Education Minister James Merlino said children currently make up a third of primary close contacts across the state, with those under 12 still ineligible to get a COVID-19 vaccine.
Under current rules, fully-vaccinated children only need to quarantine for seven days.
Several schools in Ballarat in the state's central highlands already use the rapid antigen tests to screen staff and students attending campus who live in metropolitan Melbourne.
On Sunday, Ballarat Specialist School notified families that a positive case had attended the school on Friday, but the school was not required to close, as cleaning and contact identification took place over the weekend.
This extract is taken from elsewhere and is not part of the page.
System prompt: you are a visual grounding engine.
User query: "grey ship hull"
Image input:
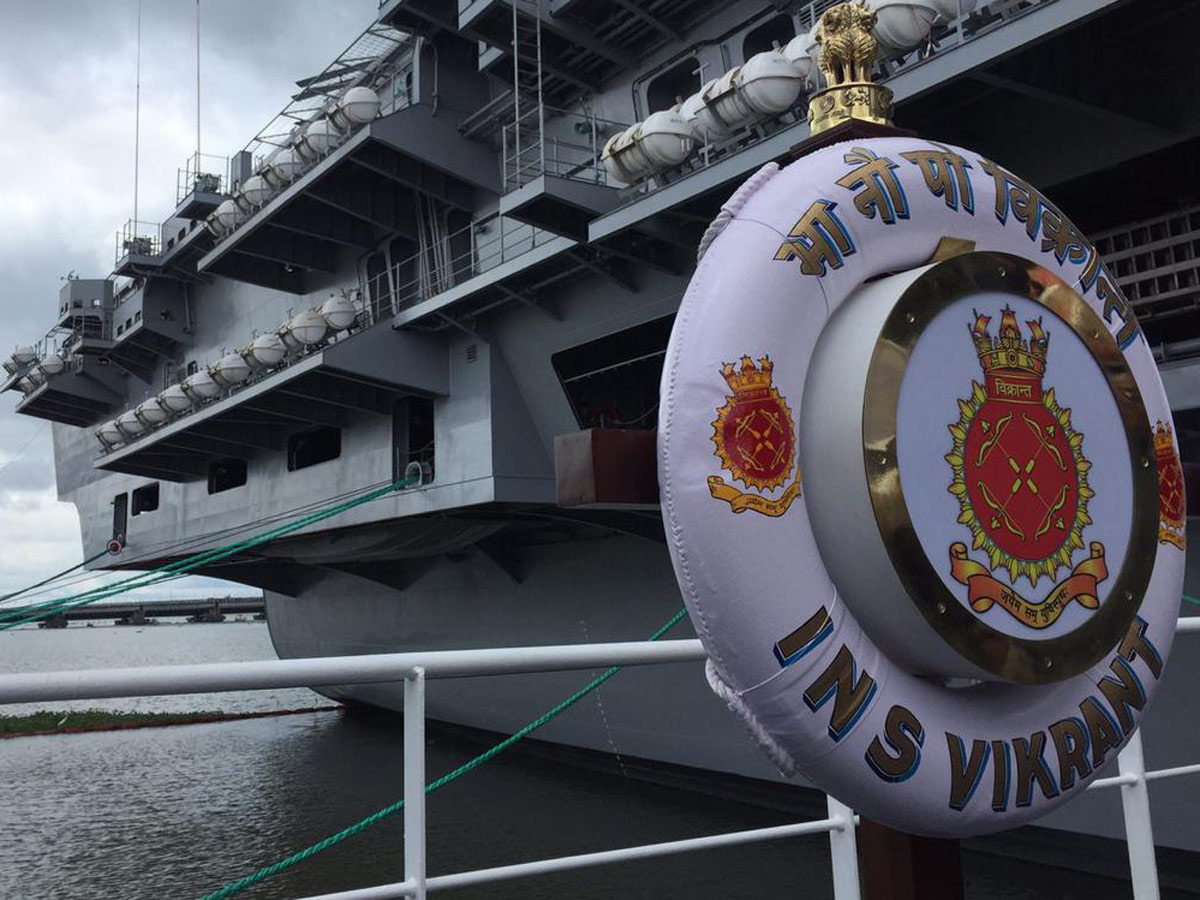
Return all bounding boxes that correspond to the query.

Damascus students in years seven to 10 returned to school on Monday after another week of remote learning following at least two positive COVID cases at the school.
It comes as rapid antigen tests become more freely available in the community, with UFS starting to sell the kits this week.
If people have symptoms they should still be coming to have a test even if they are double vaccinated. Just because you're double vaxxed doesn't mean you can't get COVID or pass it on, you may have very mild or may not have any symptomsDanielle Trezise
"They are designed as a screening tool, not a diagnostic tool like the PCR nasal test," said UFS primary care operations manager Danielle Trezise.
The tests will eventually be available at various outlets including pharmacies, supermarkets and other retailers but she warned they all came with different levels of reliability.
"What the government is saying, and what we encourage everyone to do, is if you have symptoms even if you are double vaccinated you should have a traditional diagnostic PCR test at a clinic or drive-through. If you do a rapid antigen test at home and it comes back negative and no symptoms that's great, but if you've got symptoms you should be doing a normal PCR swab.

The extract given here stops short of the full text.